2013-09-07
programming

This is a summary of the article Best Practices for Scientific Computing (Greg Wilson et. al, 2012). I think the points raised have importance in software development practices in general. A lot of the material resonated with me as a developer, and I recommend you read it or my condensed version (with my embedded comments) below.

Write Programs for People, Not Computers

A program should not require its readers to hold more than a handful of facts in memory at once.

Instead of

def rect_area(x1, y1, x2, y2):
    ...calculation...

write

def rect_area(point1, point2):
    ...calculation...

. You should make function arguments less dependent on argument order, or remove argument ordering requirements completely.

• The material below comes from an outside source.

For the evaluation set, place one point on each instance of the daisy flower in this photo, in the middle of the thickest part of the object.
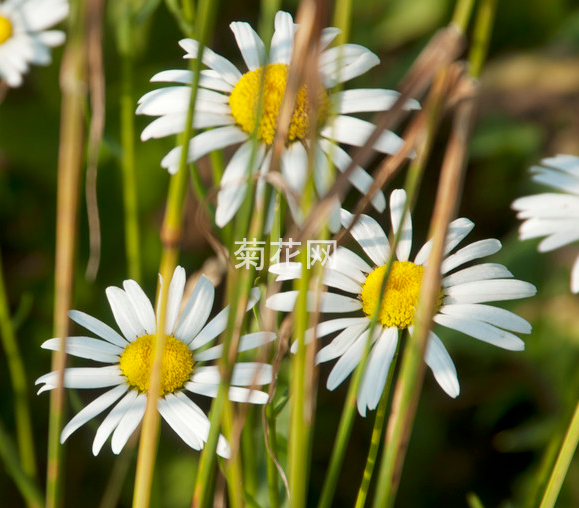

Names should be consistent, distinctive, and meaningful.

On a similar note, do not name variables “data” or “foo”. I think this also depends on static vs. dynamic typing.¹

Code style and formatting should be consistent.

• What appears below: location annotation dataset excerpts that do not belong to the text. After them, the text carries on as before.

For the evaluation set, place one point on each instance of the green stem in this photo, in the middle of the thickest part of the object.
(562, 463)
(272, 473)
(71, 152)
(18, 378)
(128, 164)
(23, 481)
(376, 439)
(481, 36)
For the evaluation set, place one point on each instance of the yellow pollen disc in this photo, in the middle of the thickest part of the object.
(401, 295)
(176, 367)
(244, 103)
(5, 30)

Be like the Linux Kernel project — use a single coding style.

All aspects of software development should be broken down into tasks roughly an hour long.

Our brains start to lose focus after 60-90 minutes of performing an intense activity.

Automate Repetitive Tasks

Rely on the computer to repeat tasks.

Write shell scripts if you need to.

Save recent commands in a file for re-use.

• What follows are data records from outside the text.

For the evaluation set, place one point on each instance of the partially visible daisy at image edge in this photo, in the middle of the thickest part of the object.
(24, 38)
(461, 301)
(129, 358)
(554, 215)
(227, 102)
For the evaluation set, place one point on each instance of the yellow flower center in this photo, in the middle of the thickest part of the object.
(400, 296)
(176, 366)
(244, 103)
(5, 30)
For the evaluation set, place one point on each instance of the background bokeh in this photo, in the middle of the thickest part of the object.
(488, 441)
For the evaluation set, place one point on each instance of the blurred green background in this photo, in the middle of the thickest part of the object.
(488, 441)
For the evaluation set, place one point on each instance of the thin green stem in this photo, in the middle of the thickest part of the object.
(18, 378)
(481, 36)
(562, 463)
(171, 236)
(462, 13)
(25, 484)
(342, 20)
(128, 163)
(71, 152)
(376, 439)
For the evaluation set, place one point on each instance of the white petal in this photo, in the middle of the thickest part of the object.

Take advantage of your shell’s ability to save history.

Use a build tool to automate workflows.

You can use GNU Make not only to compile code, but to describe a dependency graph of your workflow (do X before Y).

Use the Computer to Record History

Software tools should be used to track computational work automatically, to achieve provenance.

To reproduce your results, you should record everything needed to re-create the output², and such record-keeping should be done automatically. In a software development context, the most immediate example is version control, which keeps all of the code necessary to recreate the desired program behavior. However, there are several other things which you should also keep track of in your development notebook:

UUIDs and version numbers for raw data records (e.g., sample parameters/input for your program);
UUIDs and version numbers for programs and libraries;
the values and parameters used to generate any given output; and
the names and version numbers of programs (however small) used to generate those outputs.

This is not entirely on point, but every Linux distribution keeps careful records of all packages (dependencies, version numbers, etc.), so that a user can reliably install and use that package if they want to. There is a lesson to be learned here.

Make Incremental Changes

Work in small steps with frequent feedback and course correction.

Do not plan months or years of work in advance. The goal is to produce working (but incomplete) code after each iteration.

Use Version Control

Use a version control system.

Again, note that version control gives you provenance for you program’s behavior throughout its development history, so that you can always reproduce the behavior at any given point in time. Version control gives you provenance for your program — it’s just that powerful.

Everything that has been created manually should be put in version control.

Large binary files should still be recorded (git-annex comes to mind). If you don’t want to use git-annex, just write down the SHA1 hash of the binary file, and commit this hash number into your version control. Add in a test suite that checks for the correct hashes of these binary files, and you’re all set!

Don’t Repeat Yourself (or Others)

Every piece of data must have a single authoritative representation in the system.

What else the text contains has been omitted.